My Policeman review: Harry Styles is fine enough in entirely average film
Published
In his second feature film in as many months, Harry Style once more steps into the leading man role – this time in Amazon Prime’s My Policeman. The results are… OK.
The film, directed by Michael Grandage and based on the book by Bethan Roberts, is split between two timelines, the late 1950s and late 1990s, as we follow the complex relationship between the three characters.
In the ’50s we meet a young Tom (Harry Styles), Marion (Emma Corrin) and Patrick (David Dawson), all just entering adulthood.
Forty years later, Patrick (Rupert Everett), who has just suffered a stroke, moves into Marion (Gina McKee) and Tom’s (Linus Roach) home under their full-time care.

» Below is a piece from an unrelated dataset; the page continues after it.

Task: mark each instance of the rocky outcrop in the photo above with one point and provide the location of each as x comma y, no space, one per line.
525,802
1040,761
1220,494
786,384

Of course, everything is not as it seems. Now married, Marion and Tom clearly have a fraught history with their house guest.
The film shifts between both time periods for sometimes long, sometimes short bursts as viewers begin to piece together exactly how these three people know each other – and discover why there is a weird tension constantly lingering in the air.
Centred around Marion and Patrick’s relationship with Tom, the film attempts to hold a sense of mystery as we see the same scenes from different perspectives of the two characters.
The audience soon discovers that while Tom has been courting Marion, behind her back Patrick and Tom have been having a secret love affair.
If this all sounds similar to Brokeback Mountain then you wouldn’t be far off. In fact, there is one scene that is the same, beat-for-beat, when Marion stumbles upon Patrick and Tom having a rendezvous in the shed.
As the plot begins to unravel we get a classic bout of gay trauma, abuse from the police, and happy endings that are, as always, too little too late.
And how does Harry Styles shape up? His performance is fine enough and he may have even been the perfect person to cast.
Harry Styles and David Dawson have an intimate moment. (YouTube/Prime Studios)
Tom, affectionally dubbed “my policeman” is very much an object of desire for both Marion and Patrick, and becomes a cardboard cutout of what they are projecting onto him. In a sense, he fits the role of a naive good-looking man trying to navigate a world entirely new to him, eerily well.
And following the controversial comments Styles made about the sex scenes in the film being “tender” compared to guys normally just “going at it”, they too were entirely ordinary.
However, just as he suffered in Don’t Worry Darling, when faced with a fiercely talented cast, his performance here does, at points, feel a little lacklustre in comparison.
Corrin and Dawson both thrive in their roles, competing to be the strongest character of the trio and pushing forward their opinions. There is a real underlying tension between the two which will leaving viewers squirming in their seats.
Corrin has some particularly standout scenes where we can see the desperation and conflict of the spiralling situation playing out on her face.
And in the present day, the shots of the dreary English coast, paired with Everett, McKee and Roach acting utterly miserable is enough to really bring forward the desperate sadness of the situation the trio have found themselves in.
Nonetheless, the film tries to do too much all at once and gives itself no space to fully flesh everything out. There is no sense of what has transpired in the 40 years between the present and the past, or how Marion and Tom’s relationship has survived for this long.